Yaklaşık 30 bin litre ham petrol taşıyan ve satış noktasına ulaştıran bir kamyon her turda 4 bin dolar kazanç sağlıyor. İngiliz Greenwich Üniversitesi'nden George Kiourktsoglou ve Alec D. Coutroubis, 2015 yılında IŞİD'in petrol ticareti hakkında yayınladıkları raporda, bu ticaretin IŞİD'e büyük bir maddi getirisi olduğunun altını çiziyor.

2015'in kasım ayında düzenlenen Paris'teki terör saldırılarının ardından Amerika Birleşik Devletleri ve Avrupa ülkeleri stratejilerini değiştirdiler. Olaydan birkaç hafta sonra IŞİD'in, yaklaşık 900 kamyonluk filosunun üçte biri yok edildi.

Bankacılık sektörüne vurulan darbe

IŞİD'in bir başka gelir kaynağı ise örgüte yapılan bağışlar. Özellikle iç savaşın ilk dönemlerinde bu kalem çok önemli bir role sahipti. Bağışların büyük kısmı körfez ülkelerindeki özel kuruluşlardan, özellikle de Suudi Arabistan'dan geliyordu. Deutsche Welle'ye açıklamalarda bulunan Almanya Dış Politika Derneği'nden Sebastian Sons, gelinen noktada Suudi Arabistan hükümetinin bu para akışını engellemek zorunda olduğunu anladığını belirtiyor ve ekliyor: "Ancak, Suudiler şu ana dek özel çevrelerden, derneklerden ve vakıflardan IŞİD'e para akışını durdurabilmiş değil. 11 Eylül 2001'den sonra tedbirleri arttırmış ve giderek iyileştirmiş olsalar da."

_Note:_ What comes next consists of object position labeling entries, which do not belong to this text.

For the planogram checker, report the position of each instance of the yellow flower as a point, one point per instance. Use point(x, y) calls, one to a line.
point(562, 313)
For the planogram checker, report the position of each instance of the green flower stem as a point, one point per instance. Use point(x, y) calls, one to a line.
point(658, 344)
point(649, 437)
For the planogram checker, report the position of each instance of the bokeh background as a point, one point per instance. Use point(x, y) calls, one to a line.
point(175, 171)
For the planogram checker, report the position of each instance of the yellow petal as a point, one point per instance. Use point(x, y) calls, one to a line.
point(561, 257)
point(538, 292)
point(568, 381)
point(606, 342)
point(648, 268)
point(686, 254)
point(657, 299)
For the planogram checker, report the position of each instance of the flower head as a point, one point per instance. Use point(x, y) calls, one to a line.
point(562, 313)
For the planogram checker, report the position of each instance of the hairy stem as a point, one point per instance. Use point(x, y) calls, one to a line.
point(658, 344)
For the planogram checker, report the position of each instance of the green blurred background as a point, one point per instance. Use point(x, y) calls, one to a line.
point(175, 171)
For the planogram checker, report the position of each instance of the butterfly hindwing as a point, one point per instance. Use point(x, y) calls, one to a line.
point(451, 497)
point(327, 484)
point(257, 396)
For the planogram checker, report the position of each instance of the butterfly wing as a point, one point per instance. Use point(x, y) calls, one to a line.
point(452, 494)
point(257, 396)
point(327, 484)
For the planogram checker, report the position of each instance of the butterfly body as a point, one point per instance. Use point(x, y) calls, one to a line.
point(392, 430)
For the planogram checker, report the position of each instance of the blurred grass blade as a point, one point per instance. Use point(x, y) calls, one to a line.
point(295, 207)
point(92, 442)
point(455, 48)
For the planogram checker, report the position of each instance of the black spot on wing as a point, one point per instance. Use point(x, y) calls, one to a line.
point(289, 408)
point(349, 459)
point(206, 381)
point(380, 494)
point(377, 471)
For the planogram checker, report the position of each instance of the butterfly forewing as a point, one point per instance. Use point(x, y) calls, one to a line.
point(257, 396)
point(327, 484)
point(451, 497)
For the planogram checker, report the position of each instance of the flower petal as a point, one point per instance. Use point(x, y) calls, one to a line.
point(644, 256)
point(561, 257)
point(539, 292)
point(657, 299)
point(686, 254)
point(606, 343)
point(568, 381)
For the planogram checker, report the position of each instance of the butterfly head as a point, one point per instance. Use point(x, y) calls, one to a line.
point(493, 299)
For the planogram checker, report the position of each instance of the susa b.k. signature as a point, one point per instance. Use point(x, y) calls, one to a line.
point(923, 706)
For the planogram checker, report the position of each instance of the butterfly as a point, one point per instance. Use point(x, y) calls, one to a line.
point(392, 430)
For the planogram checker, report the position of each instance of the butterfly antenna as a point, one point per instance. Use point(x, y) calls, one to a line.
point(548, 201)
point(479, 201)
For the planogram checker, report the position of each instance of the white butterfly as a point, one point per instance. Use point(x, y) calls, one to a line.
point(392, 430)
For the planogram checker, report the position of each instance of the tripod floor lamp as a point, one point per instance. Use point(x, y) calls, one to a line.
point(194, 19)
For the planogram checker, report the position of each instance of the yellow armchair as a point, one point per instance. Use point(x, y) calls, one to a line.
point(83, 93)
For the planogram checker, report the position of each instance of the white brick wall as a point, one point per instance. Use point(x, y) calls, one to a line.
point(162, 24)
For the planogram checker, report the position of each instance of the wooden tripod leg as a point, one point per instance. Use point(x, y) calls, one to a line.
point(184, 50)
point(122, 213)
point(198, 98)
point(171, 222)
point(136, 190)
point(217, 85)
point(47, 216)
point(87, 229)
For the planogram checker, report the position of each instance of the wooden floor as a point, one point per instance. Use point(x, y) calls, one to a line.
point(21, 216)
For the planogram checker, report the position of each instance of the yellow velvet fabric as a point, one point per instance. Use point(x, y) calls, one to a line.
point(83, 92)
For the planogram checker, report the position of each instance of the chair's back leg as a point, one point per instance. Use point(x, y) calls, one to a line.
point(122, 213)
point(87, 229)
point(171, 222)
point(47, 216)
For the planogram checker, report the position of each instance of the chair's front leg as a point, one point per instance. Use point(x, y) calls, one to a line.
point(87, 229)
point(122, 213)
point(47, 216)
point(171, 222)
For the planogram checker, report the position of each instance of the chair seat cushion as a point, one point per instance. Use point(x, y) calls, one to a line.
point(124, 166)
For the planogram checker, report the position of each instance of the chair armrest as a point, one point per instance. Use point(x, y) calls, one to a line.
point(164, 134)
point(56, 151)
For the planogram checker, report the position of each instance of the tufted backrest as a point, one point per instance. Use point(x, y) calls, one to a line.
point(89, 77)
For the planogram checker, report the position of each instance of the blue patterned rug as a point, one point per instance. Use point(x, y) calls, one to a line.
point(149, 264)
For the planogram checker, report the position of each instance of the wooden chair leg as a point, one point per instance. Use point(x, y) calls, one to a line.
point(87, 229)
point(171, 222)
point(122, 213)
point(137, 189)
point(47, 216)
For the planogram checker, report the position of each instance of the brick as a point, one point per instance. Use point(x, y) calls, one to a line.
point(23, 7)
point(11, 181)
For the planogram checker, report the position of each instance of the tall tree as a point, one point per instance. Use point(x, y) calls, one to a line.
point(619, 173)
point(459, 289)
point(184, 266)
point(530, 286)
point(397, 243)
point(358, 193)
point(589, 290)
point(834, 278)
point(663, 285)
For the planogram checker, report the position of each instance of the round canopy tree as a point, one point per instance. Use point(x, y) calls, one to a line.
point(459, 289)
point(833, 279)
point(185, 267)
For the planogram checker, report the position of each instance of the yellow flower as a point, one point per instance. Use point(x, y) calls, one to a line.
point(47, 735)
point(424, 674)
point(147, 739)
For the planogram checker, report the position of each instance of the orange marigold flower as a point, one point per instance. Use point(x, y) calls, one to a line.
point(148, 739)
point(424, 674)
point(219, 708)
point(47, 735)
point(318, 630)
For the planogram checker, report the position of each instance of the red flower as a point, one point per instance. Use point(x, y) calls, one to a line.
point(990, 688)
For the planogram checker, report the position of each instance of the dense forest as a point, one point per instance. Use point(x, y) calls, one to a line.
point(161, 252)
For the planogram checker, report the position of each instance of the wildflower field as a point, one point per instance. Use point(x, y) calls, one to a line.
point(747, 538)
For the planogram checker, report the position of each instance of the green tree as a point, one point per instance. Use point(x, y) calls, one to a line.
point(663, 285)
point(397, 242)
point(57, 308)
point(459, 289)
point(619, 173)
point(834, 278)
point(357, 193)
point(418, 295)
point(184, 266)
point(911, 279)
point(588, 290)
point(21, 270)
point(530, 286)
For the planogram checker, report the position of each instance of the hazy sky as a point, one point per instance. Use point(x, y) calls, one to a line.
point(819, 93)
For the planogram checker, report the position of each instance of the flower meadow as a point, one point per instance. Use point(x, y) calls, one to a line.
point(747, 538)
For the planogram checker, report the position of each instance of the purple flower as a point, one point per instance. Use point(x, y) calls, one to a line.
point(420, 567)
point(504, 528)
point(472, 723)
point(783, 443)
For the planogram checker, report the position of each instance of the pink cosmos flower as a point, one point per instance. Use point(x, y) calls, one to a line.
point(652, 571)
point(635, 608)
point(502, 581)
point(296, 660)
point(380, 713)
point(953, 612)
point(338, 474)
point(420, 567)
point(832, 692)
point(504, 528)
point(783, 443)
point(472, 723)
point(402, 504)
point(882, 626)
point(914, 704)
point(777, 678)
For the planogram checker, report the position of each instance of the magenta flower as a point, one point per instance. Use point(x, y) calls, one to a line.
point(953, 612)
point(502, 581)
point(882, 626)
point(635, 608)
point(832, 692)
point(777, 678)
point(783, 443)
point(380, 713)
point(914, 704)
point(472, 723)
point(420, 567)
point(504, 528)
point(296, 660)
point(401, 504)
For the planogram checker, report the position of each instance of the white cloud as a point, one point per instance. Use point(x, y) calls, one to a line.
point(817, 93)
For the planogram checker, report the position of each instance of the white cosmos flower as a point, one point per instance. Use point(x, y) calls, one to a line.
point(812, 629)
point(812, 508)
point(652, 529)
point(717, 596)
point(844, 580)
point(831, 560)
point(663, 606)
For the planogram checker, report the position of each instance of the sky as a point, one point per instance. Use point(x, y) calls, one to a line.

Hava saldırıları ile birlikte Suriye ve Irak ordularının artan baskısı IŞİD'i daha da köşeye sıkıştırıyor. Hâkim olduğu bölge ne kadar küçülürse, fidye, insan ve uyuşturucu ticaretinden elde ettiği geliri de aynı oranda azalacak.

IŞİD'in mali yapısına askeri olmayan yöntemlerle de darbe vuruluyor. Örneğin Irak, IŞİD bölgesindeki bankalarına uluslararası bankacılık işlemleri yapma yasağı getirdi. Ayrıca Irak devleti, IŞİD topraklarındaki çalışanlarına maaş ödemeyi kesmiş durumda. Irak bir süre öncesine dek bu personeline ayda yaklaşık 170 milyon dolar ödüyor, IŞİD de bunun yüzde 10'unu vergi olarak kesiyordu.

Bunlara ek olarak IŞİD ile ilişki içinde olduğu belirlenen kişi ve kurumlar uluslararası kara listelere alınıyor. Listedeki bu isimlerin de banka faaliyetlerinde bulunmaları engeleniyor.

Yarıya düşürülen maaşlar

IŞİD tüm bu önlemlere karşı kendi tedbirlerini uygulamaya sokmuş durumda. New York Times'ın haberine göre örgüt, savaşçılarının maaşlarını yarı yarıya azaltmış durumda.

IŞİD gücünü kaybediyor olsa da Almanya Mainz Üniversitesi'nden Ortadoğu Uzmanı Günter Meyer'e göre henüz yenilmiş değil. Zira IŞİD'in bir süre önce binlerce militanını Suriye'den Libya'ya kaydırdığı biliniyor. Meyer, Libya'nın iflas etmiş bir ülke olduğunu ve IŞİD'in geleceğini burada gördüğünü ifade ederek, Suriye ve Irak'ta yaşayacağı olası bir mağlubiyetin örgütün sonu anlamına gelmeyeceğini ve kısmen de olsa belli bir hareket alanına sahip olduğunu vurguluyor ve ekliyor: "Kısacası şu an ne IŞİD'in İslam ülkelerinde tamamen kökünün kazınması sözkonusu ne de Avrupa'daki terör tehlikesinin azalmış olması."